Stranger still was King’s life long obsession with spiritualism. The author has many derogatory things to say on this subject and only grudgingly notes that spiritualism had a following among many educated and intelligent people at the turn of the twentieth century. King attended sėances, consulted fortune tellers, had tea leaves read, and so on, all this meticulously recorded in a diary he kept all of his life, writing 5, 10, 15 pages a night in long hand which he had typed and filed each morning, leaving behind a houseful of boxes and binders of this diary.
Yes, Prime Minister!
He never seems to have read a book or listened to the radio for amusement or relaxation. His only relief from duty, apart from his love of dogs, was this diary. His only companion was a dog, three Irish setters, one after another.

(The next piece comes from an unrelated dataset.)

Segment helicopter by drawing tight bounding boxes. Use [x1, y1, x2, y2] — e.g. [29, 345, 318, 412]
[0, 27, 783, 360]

Even more unusual is his near childlike belief in an enchanted world where a cloud formation foretold events, or a draft that blew a paper to the floor was a sign. Everything that happens, and I mean everything, from leaf drops, to birds in the sky, they were all communications of meaning which he recorded in his diary, linking the cloud shape to his decision to appoint X to this or that post. He confided these enchantments to his diary and did not tell X he got the job because of a cloud looked like him!
King combined this spiritualism with a Christian duty to serve mankind. The book is silent on his church-going habits and how he squared what he heard in church with his spiritualism. By the way the focal, but not exclusive, point of his spiritualism was his mother, giving the pop psychologists much fun. Our author has no feel for religion in one's life and treats it as a hobby, one that is less amusing than the spiritualism.
As he aged King became a tired old man who took out his aches and pains, and loneliness on his staff. He worked many to the bone, and some to death, and seldom thanked any of them. There is megalomania in all that. It is always about King. When a subordinate dies at his post doing his bidding, King's first reaction is irritation that the chap let him down.
His name needs explanation: William Lyon Mackenzie King was the maternal grandson of William Lyon Mackenzie, himself a formidable figure in Canadian history and politics. It was his mother's father's example that led him into public life, and it was an inspiration he acknowledged now and again over the years in stressing his sense of duty. The author has hard time playing this with a straight bat. There are enough cheap shots in this book to please Bill Bryson.
The book has had many accolades. This reader will not join the chorus. I found the writing sloppy, the organisation repetitive, the analysis of King's political successes and accomplishments just greater than 0. Instead there much sneering at the spiritualism, again and again, meanwhile accepting events as inevitable rather than examining the dynamic that brought them about. While the author notes King's enormous capacity for delusion, he accepts most of the factual assertions in King's voluminous diaries, seldom seeking confirmation from another source. Contrast this approach to Robert Caro's Herculean double-checking in his biography of Lyndon Johnson. Most of King's delusions stemmed from the enchanted world he inhabited, which often made him seem to be central figure. If Churchill wrote him a letter about some routine matter that was conclusive proof that Churchill admired, respected, and was influenced by him.
Explanatory note. Above I have referred to Québécois and not French Canadians. Many French Canadians live outside Quebec and they seldom identify with it and its causes.